CL5.02
Climate Data Homogenization and Analysis of Climate Variability, Trends and Extremes
Convener: Cesar Azorin-Molina | Co-conveners: Enric Aguilar, Rob Roebeling, Xiaolan Wang
Orals
| Tue, 09 Apr, 08:30–10:15, 10:45–12:30, 14:00–15:45
 
Room 0.14
Posters
| Attendance Mon, 08 Apr, 10:45–12:30
 
Hall X5

Accurate and homogeneous long-term data records (i.e., data that are forced to look like a common reference) are essential for researching, monitoring, or attenuating changes in climate, for example to describe the state of climate or to detect climate extremes. Likewise, reanalysis needs accurate and homogenized/harmonized data records (i.e., data records in which the unique nature of each sensor is maintained). Temporal changes, such as degradation of instruments, changes of instruments, changes of observation practices, or changes of station location and exposure, cause artificial non-climatic sudden or gradual changes in data records. The magnitude and uncertainty of these changes impact the results of climate trend analyses. Therefore, data intended for applications, such as making a realistic and reliable assessment of historical climate trends and variability, require to be homogenized or harmonized consistently so as to obtain well calibrated data records including measurement uncertainties.

The above described factors influence the quality of different essential climate variables, including atmospheric (e.g., air temperature, precipitation, wind speed), oceanic (e.g., sea surface temperature), and terrestrial (e.g., albedo, snow cover) variables from in-situ observing networks, satellite observing systems, and climate/earth-system model simulations. Our session calls for contributions related to the:

• Calibration, quality control, homogenization/harmonisation and validation of either fundamental or essential climate data records.
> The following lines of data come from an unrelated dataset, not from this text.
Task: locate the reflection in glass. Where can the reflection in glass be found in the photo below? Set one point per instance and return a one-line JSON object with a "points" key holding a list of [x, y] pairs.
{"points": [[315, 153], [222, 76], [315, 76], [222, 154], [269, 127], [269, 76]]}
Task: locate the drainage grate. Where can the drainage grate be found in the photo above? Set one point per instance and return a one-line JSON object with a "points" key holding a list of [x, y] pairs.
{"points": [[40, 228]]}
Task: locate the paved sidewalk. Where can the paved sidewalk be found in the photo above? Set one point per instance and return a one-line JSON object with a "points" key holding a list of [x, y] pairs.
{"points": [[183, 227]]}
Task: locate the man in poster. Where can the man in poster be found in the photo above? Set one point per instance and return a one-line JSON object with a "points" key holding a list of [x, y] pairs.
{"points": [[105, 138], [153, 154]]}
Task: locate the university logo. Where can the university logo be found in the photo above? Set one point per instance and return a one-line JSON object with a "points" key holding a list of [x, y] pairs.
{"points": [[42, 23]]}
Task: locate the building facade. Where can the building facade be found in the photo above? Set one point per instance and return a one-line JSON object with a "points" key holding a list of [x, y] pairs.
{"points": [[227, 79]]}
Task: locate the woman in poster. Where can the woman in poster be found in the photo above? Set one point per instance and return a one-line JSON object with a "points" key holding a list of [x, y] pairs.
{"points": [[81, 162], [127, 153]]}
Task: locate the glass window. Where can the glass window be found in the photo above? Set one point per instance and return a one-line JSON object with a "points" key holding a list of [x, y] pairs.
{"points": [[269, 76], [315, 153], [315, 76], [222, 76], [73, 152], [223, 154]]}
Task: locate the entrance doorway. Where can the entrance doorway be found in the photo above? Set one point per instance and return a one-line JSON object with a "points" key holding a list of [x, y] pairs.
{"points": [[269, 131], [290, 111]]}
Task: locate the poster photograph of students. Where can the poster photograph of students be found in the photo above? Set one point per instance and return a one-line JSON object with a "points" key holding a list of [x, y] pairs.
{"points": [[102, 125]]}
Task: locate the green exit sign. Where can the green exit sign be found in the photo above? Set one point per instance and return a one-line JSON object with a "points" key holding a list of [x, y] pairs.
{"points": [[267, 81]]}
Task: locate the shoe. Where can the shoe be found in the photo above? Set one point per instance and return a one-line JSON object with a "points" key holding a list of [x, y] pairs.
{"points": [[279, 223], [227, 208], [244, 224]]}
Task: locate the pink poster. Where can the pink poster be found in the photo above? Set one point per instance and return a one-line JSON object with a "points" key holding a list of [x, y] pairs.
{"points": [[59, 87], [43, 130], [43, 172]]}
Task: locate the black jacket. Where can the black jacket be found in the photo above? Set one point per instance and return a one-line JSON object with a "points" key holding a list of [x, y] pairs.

• Development of new data records and their analysis (spatial and temporal characteristics, particularly of extremes).

• Examination of observed trends and variability, as well as studies that explore the applicability of techniques/algorithms to data of different temporal resolutions (annual, seasonal, monthly, daily, and sub-daily).

• Rescue and analysis of centennial meteorological observations, with focus on data prior to the 1960s, as a unique source to fill in the gap of knowledge of climate variability over century time-scales. In particular, we encourage wind studies dealing with the observed slowdown (termed “stilling”) of near-surface winds in the last 30-50 years.